As they drew closer, Topper spied a porch jutting from the tower and before an ornate door set into the tower itself.  In another second, he was sprawled across it, having been set down not too unkindly by the creature that had been carrying him.  He crouched there, he knew not how long, trembling on his hands and knees until his breath gradually slowed back to its normal rate.  And then he stayed there, it seemed, that long again until he had composed him self well enough to lift his head.  And that's when he saw her.  Perched on the railing, not unlike the many gargoyles that adorned the palace below, was a demon woman.  Her skin was red as the setting sun and the black horns adorning her head spiraled outward from beneath neatly cropped black hair.  She smiled from her perch with a self assured smirk.   "Hello.  I'm Izre."

In the day that followed, Izre told Topper many things about the land he was now in.  She told him about the strange fungi that thrived in this twilight world and gave Topper a medicine lest the spores he has been inhaling should turn him into one of those mounds of fungus he has seen in the castle.  She hold him of the giant uradid that he had nearly fallen victim to that had grown in the round chamber, and how it was in fact one of the many strange species of fungi that live in this land.  Finally she told him of her own work, how she had come to this tower some months ago to research the unique fungi that grew in this part of the Eventide.  She had been watching when she saw Topper approach the palace.  She had followed him to see what he was up to and when he fell to the uradid, determined to come to his rescue.  Topper told her how grateful he was.

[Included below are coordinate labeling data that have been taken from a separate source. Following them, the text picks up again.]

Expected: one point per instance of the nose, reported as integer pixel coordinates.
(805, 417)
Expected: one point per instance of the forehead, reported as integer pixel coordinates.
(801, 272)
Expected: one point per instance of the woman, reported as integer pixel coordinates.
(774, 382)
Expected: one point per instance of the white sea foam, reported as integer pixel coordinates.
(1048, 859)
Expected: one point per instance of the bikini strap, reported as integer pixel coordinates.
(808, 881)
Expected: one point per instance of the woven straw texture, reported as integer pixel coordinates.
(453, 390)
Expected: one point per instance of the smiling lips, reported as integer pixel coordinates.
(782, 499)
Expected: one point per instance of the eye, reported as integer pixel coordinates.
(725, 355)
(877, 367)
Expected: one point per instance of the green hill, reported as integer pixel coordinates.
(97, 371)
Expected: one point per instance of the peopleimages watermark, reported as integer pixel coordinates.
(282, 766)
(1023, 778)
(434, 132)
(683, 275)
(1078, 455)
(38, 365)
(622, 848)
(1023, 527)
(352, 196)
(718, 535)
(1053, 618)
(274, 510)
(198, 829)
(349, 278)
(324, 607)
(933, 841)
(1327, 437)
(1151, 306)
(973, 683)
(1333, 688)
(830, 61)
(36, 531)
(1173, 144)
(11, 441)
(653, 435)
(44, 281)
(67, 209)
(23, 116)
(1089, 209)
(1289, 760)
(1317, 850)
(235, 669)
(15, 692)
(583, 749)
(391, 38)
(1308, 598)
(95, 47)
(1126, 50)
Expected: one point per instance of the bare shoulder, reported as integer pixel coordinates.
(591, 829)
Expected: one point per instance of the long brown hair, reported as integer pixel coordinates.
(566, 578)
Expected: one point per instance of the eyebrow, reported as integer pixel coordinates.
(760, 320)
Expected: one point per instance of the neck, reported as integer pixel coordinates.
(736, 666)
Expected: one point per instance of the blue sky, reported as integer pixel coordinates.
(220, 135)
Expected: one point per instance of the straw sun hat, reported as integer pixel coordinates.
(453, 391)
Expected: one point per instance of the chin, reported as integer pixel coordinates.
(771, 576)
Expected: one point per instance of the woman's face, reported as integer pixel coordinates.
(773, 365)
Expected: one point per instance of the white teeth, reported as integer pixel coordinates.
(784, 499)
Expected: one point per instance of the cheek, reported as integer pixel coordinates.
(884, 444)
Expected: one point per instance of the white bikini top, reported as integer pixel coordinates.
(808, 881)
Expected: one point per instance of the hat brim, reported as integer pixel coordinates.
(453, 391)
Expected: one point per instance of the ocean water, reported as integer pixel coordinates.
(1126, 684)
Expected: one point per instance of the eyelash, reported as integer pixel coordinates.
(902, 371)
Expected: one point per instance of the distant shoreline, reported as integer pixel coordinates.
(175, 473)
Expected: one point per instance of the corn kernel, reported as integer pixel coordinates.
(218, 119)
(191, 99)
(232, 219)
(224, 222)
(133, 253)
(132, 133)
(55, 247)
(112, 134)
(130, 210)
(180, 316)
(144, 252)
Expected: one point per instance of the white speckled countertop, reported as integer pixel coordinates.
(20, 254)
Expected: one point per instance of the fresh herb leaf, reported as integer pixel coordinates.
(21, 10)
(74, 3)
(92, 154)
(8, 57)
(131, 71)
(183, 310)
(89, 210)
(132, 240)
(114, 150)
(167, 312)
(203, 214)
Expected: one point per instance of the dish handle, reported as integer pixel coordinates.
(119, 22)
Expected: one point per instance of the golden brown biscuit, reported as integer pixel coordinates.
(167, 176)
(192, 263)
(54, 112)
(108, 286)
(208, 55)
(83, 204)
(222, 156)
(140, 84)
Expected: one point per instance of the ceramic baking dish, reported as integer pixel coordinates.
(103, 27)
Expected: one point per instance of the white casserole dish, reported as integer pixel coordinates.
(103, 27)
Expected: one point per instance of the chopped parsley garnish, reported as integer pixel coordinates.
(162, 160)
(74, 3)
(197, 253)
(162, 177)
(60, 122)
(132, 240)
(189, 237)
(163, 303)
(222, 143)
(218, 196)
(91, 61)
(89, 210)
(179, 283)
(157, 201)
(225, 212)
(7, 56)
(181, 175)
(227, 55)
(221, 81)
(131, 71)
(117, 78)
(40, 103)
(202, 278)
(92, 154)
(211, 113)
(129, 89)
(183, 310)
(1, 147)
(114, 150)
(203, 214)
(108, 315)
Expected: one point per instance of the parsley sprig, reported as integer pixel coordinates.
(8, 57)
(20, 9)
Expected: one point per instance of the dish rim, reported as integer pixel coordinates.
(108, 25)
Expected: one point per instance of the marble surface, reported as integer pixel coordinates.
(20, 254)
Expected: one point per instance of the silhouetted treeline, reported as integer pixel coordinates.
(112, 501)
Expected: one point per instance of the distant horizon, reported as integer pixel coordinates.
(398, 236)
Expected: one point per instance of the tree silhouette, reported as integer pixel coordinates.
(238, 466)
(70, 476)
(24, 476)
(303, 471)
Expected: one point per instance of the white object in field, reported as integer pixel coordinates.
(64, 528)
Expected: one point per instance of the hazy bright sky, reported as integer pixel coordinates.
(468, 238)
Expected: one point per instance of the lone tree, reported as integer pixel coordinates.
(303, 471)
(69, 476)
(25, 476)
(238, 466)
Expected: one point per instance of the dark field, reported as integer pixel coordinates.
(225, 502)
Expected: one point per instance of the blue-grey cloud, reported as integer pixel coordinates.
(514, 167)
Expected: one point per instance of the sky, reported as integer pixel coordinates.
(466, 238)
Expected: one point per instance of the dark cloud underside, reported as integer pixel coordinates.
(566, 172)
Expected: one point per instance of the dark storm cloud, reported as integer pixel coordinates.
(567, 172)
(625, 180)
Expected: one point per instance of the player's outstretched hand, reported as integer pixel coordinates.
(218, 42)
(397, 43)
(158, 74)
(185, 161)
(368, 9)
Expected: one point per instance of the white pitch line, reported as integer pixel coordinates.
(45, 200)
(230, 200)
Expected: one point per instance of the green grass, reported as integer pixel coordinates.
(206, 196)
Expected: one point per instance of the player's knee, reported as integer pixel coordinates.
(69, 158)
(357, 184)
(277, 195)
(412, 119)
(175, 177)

Izre had prepared a room for him in a lower room of the tower.  Topper was pleased to see Izre had found his pack and brought it to his new room.  Izre warned him not to venture back into the palace and Topper nodded - he didn't need to be told again.

That evening Topper lay in the soft bed in the lower chamber and gazed absently through the window.  The events of the day tumbled though his mind again and again.  He shuddered at the thought of the uradid, of its acidic slime, of its horrid gaping mouth.  He rubbed his fur.  The bath had done him good, but some of it was still coming out in patches.  He sighed, then propped himself up on his elbows.  He reached for his pack and dug through until his fingers closed on that old brass sextant once more.  Through his window he could see his jewel hanging in the sky and twinkling down at him.  Tomorrow, he knew, it would fall.